Mike Leigh’ın 1993 yapımı Naked filmi Postmodern dünyaya dair Johnny karakteri üzerinden bir inceleme gerçekleştirir. Johnny bir Nihilistir. Ona göre dünyada varılacak herhangi bir amaç yoktur, Schopenhauer gibi karanlık bir ruh haline sahip küskün ateisttir. (Johnny’ye göre) Eylemleri belirleyen genel geçer kurallar yoktur, insan bu dünyaya fırlatılıp atıldığı için eylemlerini şekillendirecek ‘dogmatik’ metinlere ihtiyaç duymaz, hedonist bir yapıdadır, Jeremy Bentham’ın ilkesine sadıktır. Bentham’a göre eylemlerin iyi veya kötü olarak ayırt edilmesinde etkin olan evrensel içerikli kavramlar değil, o eylemden duyduğunuz haz ve acıdır. Eğer bir eylemi gerçekleştiriyorken yüksek bir haz duyuyor ve acıdan uzaklaşabiliyorsanız o eylem iyidir, ancak bir eylemi gerçekleştiriyorken acı duyuyor ve hazdan oldukça uzaksanız o eylem kötüdür. Kavramların içeriklerini belirleyen bireyin kendisidir.

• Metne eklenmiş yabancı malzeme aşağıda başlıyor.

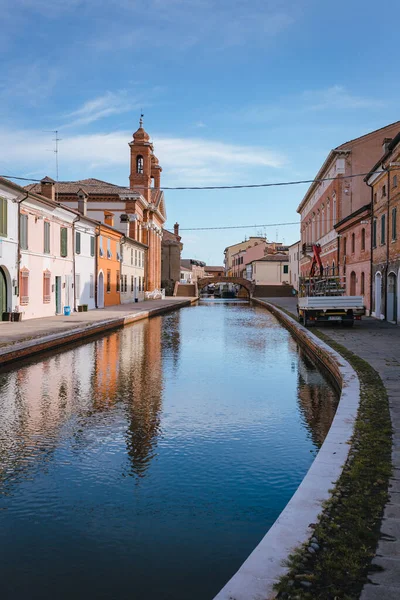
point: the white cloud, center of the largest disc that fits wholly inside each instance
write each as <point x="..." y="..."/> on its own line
<point x="185" y="161"/>
<point x="110" y="103"/>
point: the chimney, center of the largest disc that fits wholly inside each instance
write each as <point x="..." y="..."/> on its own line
<point x="48" y="188"/>
<point x="82" y="202"/>
<point x="109" y="218"/>
<point x="385" y="145"/>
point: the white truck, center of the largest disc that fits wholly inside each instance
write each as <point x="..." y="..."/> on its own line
<point x="324" y="309"/>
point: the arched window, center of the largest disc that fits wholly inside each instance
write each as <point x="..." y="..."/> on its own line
<point x="139" y="164"/>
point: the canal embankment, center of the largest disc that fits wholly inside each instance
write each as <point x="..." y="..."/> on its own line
<point x="361" y="523"/>
<point x="26" y="338"/>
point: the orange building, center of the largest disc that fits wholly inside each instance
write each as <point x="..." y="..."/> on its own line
<point x="108" y="266"/>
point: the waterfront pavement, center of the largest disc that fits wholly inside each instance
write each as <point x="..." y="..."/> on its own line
<point x="377" y="342"/>
<point x="34" y="332"/>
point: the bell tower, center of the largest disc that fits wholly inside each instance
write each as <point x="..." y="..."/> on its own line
<point x="141" y="162"/>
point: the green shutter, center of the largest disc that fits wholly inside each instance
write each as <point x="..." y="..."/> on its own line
<point x="3" y="216"/>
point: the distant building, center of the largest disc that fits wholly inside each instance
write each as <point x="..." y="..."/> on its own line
<point x="171" y="249"/>
<point x="294" y="264"/>
<point x="273" y="269"/>
<point x="385" y="210"/>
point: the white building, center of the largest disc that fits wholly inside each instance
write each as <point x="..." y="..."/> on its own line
<point x="294" y="264"/>
<point x="132" y="270"/>
<point x="85" y="262"/>
<point x="9" y="197"/>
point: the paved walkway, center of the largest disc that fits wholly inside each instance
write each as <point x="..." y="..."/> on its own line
<point x="34" y="330"/>
<point x="377" y="342"/>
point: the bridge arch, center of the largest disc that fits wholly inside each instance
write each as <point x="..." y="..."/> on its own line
<point x="248" y="285"/>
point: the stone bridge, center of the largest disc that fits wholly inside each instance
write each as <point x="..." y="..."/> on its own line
<point x="204" y="281"/>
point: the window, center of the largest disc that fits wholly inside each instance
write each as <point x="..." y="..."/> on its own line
<point x="139" y="165"/>
<point x="24" y="284"/>
<point x="77" y="285"/>
<point x="77" y="242"/>
<point x="374" y="226"/>
<point x="3" y="217"/>
<point x="23" y="233"/>
<point x="64" y="241"/>
<point x="46" y="236"/>
<point x="46" y="287"/>
<point x="394" y="223"/>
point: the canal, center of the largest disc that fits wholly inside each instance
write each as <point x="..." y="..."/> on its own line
<point x="148" y="463"/>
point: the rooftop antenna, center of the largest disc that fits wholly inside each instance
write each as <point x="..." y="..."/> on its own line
<point x="56" y="140"/>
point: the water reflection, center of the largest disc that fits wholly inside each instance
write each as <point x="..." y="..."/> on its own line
<point x="169" y="446"/>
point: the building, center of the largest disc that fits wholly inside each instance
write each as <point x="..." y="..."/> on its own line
<point x="294" y="264"/>
<point x="354" y="250"/>
<point x="197" y="268"/>
<point x="385" y="208"/>
<point x="171" y="249"/>
<point x="141" y="205"/>
<point x="336" y="193"/>
<point x="10" y="197"/>
<point x="214" y="271"/>
<point x="273" y="269"/>
<point x="133" y="259"/>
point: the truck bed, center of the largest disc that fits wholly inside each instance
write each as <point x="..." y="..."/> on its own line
<point x="331" y="303"/>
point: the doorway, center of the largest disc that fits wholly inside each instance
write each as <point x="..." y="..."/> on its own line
<point x="100" y="291"/>
<point x="392" y="298"/>
<point x="378" y="295"/>
<point x="3" y="292"/>
<point x="58" y="294"/>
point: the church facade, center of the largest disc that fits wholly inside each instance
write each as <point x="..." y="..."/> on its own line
<point x="137" y="211"/>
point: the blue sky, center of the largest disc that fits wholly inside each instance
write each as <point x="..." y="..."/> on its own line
<point x="233" y="92"/>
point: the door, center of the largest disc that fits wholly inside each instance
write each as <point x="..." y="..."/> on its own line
<point x="3" y="292"/>
<point x="392" y="298"/>
<point x="352" y="284"/>
<point x="378" y="294"/>
<point x="58" y="294"/>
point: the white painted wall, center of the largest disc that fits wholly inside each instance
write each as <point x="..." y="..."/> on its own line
<point x="85" y="274"/>
<point x="133" y="261"/>
<point x="9" y="244"/>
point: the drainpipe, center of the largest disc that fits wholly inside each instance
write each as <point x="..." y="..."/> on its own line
<point x="96" y="264"/>
<point x="372" y="247"/>
<point x="73" y="259"/>
<point x="19" y="244"/>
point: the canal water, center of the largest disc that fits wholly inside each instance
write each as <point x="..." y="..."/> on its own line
<point x="147" y="464"/>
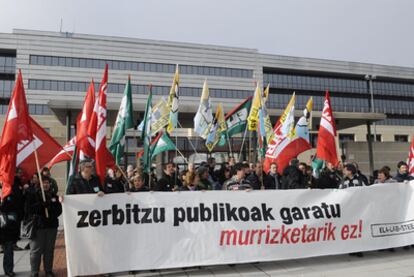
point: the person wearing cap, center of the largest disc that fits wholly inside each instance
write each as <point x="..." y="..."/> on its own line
<point x="238" y="181"/>
<point x="85" y="181"/>
<point x="351" y="178"/>
<point x="402" y="174"/>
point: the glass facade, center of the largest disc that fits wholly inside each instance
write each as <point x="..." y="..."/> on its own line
<point x="140" y="66"/>
<point x="136" y="89"/>
<point x="7" y="64"/>
<point x="347" y="94"/>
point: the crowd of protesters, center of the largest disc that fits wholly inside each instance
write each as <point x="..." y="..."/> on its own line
<point x="43" y="207"/>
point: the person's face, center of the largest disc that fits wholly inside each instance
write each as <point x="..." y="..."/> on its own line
<point x="46" y="185"/>
<point x="273" y="169"/>
<point x="87" y="169"/>
<point x="240" y="174"/>
<point x="381" y="177"/>
<point x="347" y="173"/>
<point x="138" y="183"/>
<point x="196" y="180"/>
<point x="403" y="169"/>
<point x="259" y="169"/>
<point x="170" y="169"/>
<point x="35" y="179"/>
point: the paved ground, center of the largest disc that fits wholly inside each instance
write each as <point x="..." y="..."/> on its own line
<point x="398" y="263"/>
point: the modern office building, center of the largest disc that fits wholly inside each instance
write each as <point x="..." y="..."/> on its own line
<point x="57" y="68"/>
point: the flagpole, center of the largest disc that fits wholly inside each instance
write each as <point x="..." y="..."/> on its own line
<point x="241" y="148"/>
<point x="40" y="177"/>
<point x="228" y="142"/>
<point x="123" y="174"/>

Naked filminde gördüğümüz Johnny ise estet bir bireydir, hazlarının esiri olmuştur bu yüzden de mutsuz olmaya mahkumdur zira Schopenhauer’un da dediği gibi dünyada daha az acı çekmek istiyorsak hazlarımızın esiri olmamamız gerek, şayet daha çok hazlarımız bizi esir alıyorsa mutsuzluk kaçınılmaz olarak bizi bulacaktır. Johnny sahip olmaktan çok sahip olma arzusunu sever, bu yüzden film boyunca bir çok kadınla birliktelik yaşar ancak bu birlikteliklerin sonunda onu mutlu bir şekilde hiçbir zaman görmeyiz, bu yüzden şehvetin peşinde bir o yana bir bu yana savrulur durur. Onu hiçbir şey tatmin etmez, aslında hayattan da pek bir olumlu beklentisi de yoktur, dediğimiz gibi o hayatın acılarla dolu olduğunu düşünür, umut kavramını çoktan yitirmiştir, bir evsiz olarak yaşar, bir kinikten farkı yoktur, mevcut düzeni sorgular, ne vardır ne yoktur, kimlik sorunu yaşamaktadır ve buna sebep olanda onu kabul etmeyen onu kaldırımlara kusan şehirdir. Burada aklımıza Nietzsche’nin Böyle Söyledi Zerdüşt adlı kitabından şu paragraf aklımıza gelebilir;
‘Ey Zerdüşt, burası büyük şehirdir; burada bir şey bulamazsın ve her şeyini kaybedersin sen.’
Johnny şehirde kaybolan birkaç kişiden sadece birisidir, kameranın kadrajına girmeyen bir sürü daha Johnny bulunmaktadır zira Mike Leigh araya birkaç tane daha kaybolmuş, şehir tarafından kaldırımlara kusulmuş kişileri bize gösterir. Bu insanlar bir hiçlik içerisinde volta atmaktadırlar, melankoliktirler ve hayata karşı en ufak bir beklentileri yoktur bunun sebebi hayatı mutlulardan daha iyi bilmeleridir. Johnny birisinin onu anlamasını ister ancak o kadar yalnızdır ki onu anlayacak ‘kendisi’ dahil hiç kimse yoktur, bu yüzden fikirlerini beyan ederken oldukça öfkelidir, sinirlidir, ağzından tükürükler saça saça konuşur. Bu düzenin iğrençliğini bildikleri halde ona boyun eğmekten başka hiçbir şey yapmayan insanlara karşı içinde ki kini döker. Bir kabullenme sorunu yaşar, hayatı kabullenemez, yaşamını kabullenemez, insanları kabullenemez. Tek bildiği şey bu düzenin hoyrat bir hazcılıktan oluştuğudur, o düzen tarafından tecrit edilmediği için ve düzen içerisinde yaşadığı için günün sonunda o düzenin bir parçası haline gelmesi oldukça doğaldır ve Johnny o düzeni kendi kimliğinde taşır, arzularının peşinden savrulur durur.
Schopenhauer der ki, kendisi fark etmeyen, kendisini bilmeyen ve kendisini bilmediği içinde kendisine bir yol çizemeyen, hazlarının peşinden sürüklenen insan karaktersiz bir insandır. Bu argümandan yola çıkarak Johnny’nin pardon Postmodern bireyin karaktersiz olduğunu söyleyebilir miyiz? Yoksa aşırı bir yorum mu olur? Karar sizin.